I saw a hard competition problem with long and ugly proof in http://solmu.math.helsinki.fi/olympia/valmennus/2013/vt2013_12var.pdf ? The question is from Australian mathematical olympiad 1985. Is there a nice way to solve the following:

A positive integer $n$ has factors $1=d_1<d_2<\ldots < d_k=n$. Determine those $n$ that satisfies $n=d_6^2+d_7^2-1$.

Answer 1

From the equality $n = d_6^2 + d_7^2 - 1$, we see

• $d_6$ and $d_7$ are mutually prime,
• $d_7 \mid d_6^2 - 1 = (d_6 - 1)(d_6 + 1)$, and
• $d_6 \mid d_7^2 - 1 = (d_7 - 1)(d_7 + 1)$.

Suppose $d_6 = ab$ and $d_7 = cd$ with $1 < a < b$ and $1 < c < d$.

Then $n$ has $6$ divisors smaller than $d_6$, namely $1$, $a$, $b$, $c$, $d$, $ac$. Hence one of $d_6$ and $d_7$ is either a prime $P$ or the square of a prime $p^2$. But $p$ is not $2$, therefore $d_7 = d_6 + 1$.

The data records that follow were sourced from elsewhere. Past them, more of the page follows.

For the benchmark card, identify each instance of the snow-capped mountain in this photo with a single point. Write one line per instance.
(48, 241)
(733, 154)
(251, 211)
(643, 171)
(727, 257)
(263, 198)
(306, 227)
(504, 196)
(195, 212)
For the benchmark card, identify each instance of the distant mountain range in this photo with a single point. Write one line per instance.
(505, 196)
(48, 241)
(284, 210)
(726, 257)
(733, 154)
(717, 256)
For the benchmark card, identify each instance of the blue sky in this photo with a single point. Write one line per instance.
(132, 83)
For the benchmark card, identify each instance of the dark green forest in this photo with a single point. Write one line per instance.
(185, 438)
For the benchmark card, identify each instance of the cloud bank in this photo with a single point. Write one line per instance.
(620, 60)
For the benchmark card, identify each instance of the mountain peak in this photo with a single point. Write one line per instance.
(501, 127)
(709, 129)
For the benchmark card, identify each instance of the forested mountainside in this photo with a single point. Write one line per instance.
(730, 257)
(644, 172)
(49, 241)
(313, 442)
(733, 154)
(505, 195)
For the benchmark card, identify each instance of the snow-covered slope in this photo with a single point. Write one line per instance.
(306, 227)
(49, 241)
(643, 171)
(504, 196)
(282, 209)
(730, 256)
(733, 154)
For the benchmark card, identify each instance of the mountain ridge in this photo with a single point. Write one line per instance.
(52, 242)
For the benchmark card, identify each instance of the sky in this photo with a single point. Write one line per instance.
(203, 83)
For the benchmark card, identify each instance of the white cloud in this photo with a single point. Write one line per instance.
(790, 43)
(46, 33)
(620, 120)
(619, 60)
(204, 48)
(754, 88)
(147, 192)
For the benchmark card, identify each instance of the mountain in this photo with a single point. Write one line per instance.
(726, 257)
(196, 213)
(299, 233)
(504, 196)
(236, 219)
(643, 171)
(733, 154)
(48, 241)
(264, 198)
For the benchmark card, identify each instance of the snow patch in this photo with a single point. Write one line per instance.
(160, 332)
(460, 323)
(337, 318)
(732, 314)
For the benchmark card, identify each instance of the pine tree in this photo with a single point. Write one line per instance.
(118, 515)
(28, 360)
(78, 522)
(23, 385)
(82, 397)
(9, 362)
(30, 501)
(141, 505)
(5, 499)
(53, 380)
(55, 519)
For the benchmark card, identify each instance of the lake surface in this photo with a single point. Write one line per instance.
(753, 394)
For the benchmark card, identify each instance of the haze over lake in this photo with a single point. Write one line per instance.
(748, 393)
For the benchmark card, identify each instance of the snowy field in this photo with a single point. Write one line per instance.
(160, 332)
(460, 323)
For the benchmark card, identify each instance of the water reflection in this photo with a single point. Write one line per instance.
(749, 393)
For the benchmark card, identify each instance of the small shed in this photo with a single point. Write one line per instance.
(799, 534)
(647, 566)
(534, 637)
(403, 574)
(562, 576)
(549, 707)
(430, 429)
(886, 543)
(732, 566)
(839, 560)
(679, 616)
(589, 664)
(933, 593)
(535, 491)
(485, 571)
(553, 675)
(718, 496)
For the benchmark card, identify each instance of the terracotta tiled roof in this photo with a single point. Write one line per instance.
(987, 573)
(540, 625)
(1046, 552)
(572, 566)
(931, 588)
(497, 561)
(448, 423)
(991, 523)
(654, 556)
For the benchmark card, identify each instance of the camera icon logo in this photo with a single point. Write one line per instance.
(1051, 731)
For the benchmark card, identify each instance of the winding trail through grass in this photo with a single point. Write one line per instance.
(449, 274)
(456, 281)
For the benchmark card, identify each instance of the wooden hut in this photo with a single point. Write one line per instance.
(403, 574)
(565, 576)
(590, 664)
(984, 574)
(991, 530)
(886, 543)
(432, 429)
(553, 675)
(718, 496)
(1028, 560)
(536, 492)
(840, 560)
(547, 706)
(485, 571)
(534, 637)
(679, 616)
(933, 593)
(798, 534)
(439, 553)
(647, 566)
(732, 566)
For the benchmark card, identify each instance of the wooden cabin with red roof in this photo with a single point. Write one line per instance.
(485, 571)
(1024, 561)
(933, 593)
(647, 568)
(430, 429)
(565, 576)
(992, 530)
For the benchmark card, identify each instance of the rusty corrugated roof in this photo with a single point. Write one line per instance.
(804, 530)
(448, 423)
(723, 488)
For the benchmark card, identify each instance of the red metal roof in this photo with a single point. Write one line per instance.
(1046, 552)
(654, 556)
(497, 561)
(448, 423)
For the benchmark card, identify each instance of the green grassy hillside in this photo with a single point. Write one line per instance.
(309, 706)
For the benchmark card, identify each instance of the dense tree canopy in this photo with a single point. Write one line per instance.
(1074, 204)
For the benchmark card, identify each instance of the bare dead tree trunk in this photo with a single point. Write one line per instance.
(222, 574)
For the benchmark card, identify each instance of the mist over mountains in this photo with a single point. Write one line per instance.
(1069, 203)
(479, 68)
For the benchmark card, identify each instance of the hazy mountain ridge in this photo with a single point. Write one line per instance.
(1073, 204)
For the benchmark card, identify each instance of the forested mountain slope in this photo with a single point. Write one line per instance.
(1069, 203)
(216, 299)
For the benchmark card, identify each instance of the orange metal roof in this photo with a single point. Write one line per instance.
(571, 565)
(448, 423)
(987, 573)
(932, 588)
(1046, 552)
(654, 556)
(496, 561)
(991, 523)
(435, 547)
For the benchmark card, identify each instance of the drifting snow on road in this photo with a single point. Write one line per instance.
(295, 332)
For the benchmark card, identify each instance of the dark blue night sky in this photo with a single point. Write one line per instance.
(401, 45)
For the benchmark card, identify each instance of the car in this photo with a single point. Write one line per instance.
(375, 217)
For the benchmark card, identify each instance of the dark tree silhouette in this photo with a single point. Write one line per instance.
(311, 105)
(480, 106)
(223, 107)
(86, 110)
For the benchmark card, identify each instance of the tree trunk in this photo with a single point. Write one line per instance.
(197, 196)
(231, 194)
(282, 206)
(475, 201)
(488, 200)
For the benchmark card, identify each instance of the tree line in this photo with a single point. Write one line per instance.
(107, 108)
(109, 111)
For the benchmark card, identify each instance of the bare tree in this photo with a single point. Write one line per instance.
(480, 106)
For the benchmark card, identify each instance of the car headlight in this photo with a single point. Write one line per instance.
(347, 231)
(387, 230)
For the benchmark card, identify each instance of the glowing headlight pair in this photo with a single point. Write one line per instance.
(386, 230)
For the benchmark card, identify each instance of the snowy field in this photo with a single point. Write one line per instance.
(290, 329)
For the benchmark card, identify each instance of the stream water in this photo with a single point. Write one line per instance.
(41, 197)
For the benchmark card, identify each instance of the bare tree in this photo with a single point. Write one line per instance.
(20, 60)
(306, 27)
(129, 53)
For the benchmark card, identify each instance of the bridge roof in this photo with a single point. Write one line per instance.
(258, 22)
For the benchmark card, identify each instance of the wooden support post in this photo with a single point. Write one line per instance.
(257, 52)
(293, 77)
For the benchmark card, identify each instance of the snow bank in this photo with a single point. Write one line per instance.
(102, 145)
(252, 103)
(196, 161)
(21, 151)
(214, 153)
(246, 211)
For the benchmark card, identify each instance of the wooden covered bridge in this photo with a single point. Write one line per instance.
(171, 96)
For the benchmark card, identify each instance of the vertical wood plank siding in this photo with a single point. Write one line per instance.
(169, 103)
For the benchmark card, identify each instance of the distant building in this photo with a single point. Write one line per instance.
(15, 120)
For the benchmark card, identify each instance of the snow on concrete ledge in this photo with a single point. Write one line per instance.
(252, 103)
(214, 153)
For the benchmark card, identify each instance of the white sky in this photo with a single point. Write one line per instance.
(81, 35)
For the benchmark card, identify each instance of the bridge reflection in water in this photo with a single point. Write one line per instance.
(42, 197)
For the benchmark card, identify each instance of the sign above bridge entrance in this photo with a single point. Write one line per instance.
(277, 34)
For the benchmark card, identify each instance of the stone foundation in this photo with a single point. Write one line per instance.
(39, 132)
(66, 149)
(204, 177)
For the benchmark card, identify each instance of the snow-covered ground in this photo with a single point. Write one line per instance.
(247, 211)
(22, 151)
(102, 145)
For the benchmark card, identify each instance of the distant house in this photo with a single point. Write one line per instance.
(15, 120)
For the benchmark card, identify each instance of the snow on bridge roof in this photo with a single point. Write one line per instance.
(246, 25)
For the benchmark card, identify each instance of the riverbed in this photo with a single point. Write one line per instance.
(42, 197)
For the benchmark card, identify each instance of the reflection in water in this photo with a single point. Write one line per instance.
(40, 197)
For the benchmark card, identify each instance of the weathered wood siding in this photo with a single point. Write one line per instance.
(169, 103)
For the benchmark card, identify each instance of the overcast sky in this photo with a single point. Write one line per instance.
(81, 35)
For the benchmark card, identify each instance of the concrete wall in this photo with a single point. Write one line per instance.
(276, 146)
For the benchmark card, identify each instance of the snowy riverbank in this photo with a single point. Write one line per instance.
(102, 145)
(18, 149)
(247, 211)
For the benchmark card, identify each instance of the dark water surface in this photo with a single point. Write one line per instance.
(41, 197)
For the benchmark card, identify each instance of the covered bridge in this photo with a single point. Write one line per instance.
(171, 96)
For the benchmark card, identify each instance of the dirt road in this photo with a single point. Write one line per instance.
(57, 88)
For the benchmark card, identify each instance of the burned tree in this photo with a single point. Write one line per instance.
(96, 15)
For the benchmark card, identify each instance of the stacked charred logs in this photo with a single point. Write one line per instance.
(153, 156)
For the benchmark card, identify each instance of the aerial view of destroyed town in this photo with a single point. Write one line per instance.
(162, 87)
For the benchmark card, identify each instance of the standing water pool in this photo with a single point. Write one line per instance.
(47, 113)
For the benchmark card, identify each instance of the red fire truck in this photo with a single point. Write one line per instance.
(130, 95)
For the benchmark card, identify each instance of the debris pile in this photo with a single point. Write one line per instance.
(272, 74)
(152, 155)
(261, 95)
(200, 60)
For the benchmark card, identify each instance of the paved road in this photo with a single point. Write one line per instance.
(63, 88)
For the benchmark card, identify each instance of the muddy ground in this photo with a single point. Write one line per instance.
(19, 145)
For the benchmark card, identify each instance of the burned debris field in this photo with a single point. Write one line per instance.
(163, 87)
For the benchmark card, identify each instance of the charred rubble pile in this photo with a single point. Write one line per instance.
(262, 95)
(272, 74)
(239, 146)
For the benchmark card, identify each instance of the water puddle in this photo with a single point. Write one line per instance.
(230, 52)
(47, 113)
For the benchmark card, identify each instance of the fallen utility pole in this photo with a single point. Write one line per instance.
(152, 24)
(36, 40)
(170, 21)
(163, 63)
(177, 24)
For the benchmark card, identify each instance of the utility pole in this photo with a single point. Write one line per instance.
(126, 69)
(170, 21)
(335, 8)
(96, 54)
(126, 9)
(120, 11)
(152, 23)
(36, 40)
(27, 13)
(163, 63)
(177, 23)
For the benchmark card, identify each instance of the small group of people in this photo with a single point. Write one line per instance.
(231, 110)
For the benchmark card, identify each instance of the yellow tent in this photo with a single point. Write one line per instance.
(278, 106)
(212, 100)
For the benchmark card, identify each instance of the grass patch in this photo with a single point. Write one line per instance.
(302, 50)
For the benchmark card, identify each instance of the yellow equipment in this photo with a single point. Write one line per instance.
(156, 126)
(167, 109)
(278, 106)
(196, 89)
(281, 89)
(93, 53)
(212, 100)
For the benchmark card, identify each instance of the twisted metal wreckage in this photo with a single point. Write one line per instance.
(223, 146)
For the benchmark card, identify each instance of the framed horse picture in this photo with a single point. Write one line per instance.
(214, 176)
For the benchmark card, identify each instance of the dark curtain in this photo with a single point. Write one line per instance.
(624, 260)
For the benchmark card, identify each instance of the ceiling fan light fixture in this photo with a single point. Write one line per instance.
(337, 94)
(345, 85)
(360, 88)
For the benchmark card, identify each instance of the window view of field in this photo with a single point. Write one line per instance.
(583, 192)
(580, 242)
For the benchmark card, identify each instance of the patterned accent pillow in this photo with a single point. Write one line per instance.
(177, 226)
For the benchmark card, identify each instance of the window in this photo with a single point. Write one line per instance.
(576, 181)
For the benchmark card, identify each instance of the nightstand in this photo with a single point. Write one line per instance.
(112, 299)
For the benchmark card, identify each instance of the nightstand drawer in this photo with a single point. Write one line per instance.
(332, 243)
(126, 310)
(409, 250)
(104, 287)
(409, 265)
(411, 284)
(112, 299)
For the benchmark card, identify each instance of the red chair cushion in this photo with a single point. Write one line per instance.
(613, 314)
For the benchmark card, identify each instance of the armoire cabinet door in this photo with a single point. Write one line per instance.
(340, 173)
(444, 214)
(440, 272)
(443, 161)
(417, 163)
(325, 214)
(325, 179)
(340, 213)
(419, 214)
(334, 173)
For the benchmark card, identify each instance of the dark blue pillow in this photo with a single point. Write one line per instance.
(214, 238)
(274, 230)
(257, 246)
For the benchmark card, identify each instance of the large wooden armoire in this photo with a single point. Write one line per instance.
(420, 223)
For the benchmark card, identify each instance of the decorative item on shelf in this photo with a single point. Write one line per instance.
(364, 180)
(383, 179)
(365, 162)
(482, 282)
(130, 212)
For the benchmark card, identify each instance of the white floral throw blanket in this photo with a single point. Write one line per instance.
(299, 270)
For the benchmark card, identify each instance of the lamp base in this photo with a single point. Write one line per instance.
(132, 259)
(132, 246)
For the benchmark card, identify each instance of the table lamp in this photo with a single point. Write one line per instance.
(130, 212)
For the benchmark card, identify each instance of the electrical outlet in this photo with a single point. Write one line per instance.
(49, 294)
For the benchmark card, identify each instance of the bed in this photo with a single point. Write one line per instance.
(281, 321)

Write $d_6 = x$, $d_7 = x + 1$ to give$$n = x^2 + (x + 1)^2 - 1 = 2x(x + 1).$$

1. Assume either $x$ or $x + 1$ is a prime $p$. So the other one has at most $6$ divisors and possible candidates are $2^3$, $2^4$, $2^5$, $2s$, $2s^2$, $4s$ where $s$ is an odd prime. $2^3$ and $2^4$ are not solutions. For $2^5$ we get the solution $x = 31$, $x + 1 = 32$, $n = 1984$. $2s$ is no solution because $n = 4ps$ has at most $4$ divisors less than $x$, namely $1$, $2$, $4$, $s$. $2s^2$ is no solution because $n = 4ps^2$ has $6$ divisors less than $x$, namely $1$, $2$, $4$, $s$, $2s$, $s^2$. $4s$ is no solution because $n = 8ps$ has $6$ divisors less than $x$, namely $1$, $2$, $4$, $8$, $s$, $2s$.
2. Assume either $x$ or $x + 1$ is $p^2$. So the other one has at most $5$ divisors and possible candidates are $2^3$, $2^4$, $2s$ where $s$ is an odd prime. For $2^3$ we get the solution $x = 8$, $x + 1 = 9$, $n = 144$. $2^4$ is no solution. Also $2s$ is no solution because $n = 4p^2s$ has $6$ divisors less than $x$, namely $1$, $2$, $4$, $p$, $2p$, $s$.

Thus there are two solutions in all: $144$ and $1984$.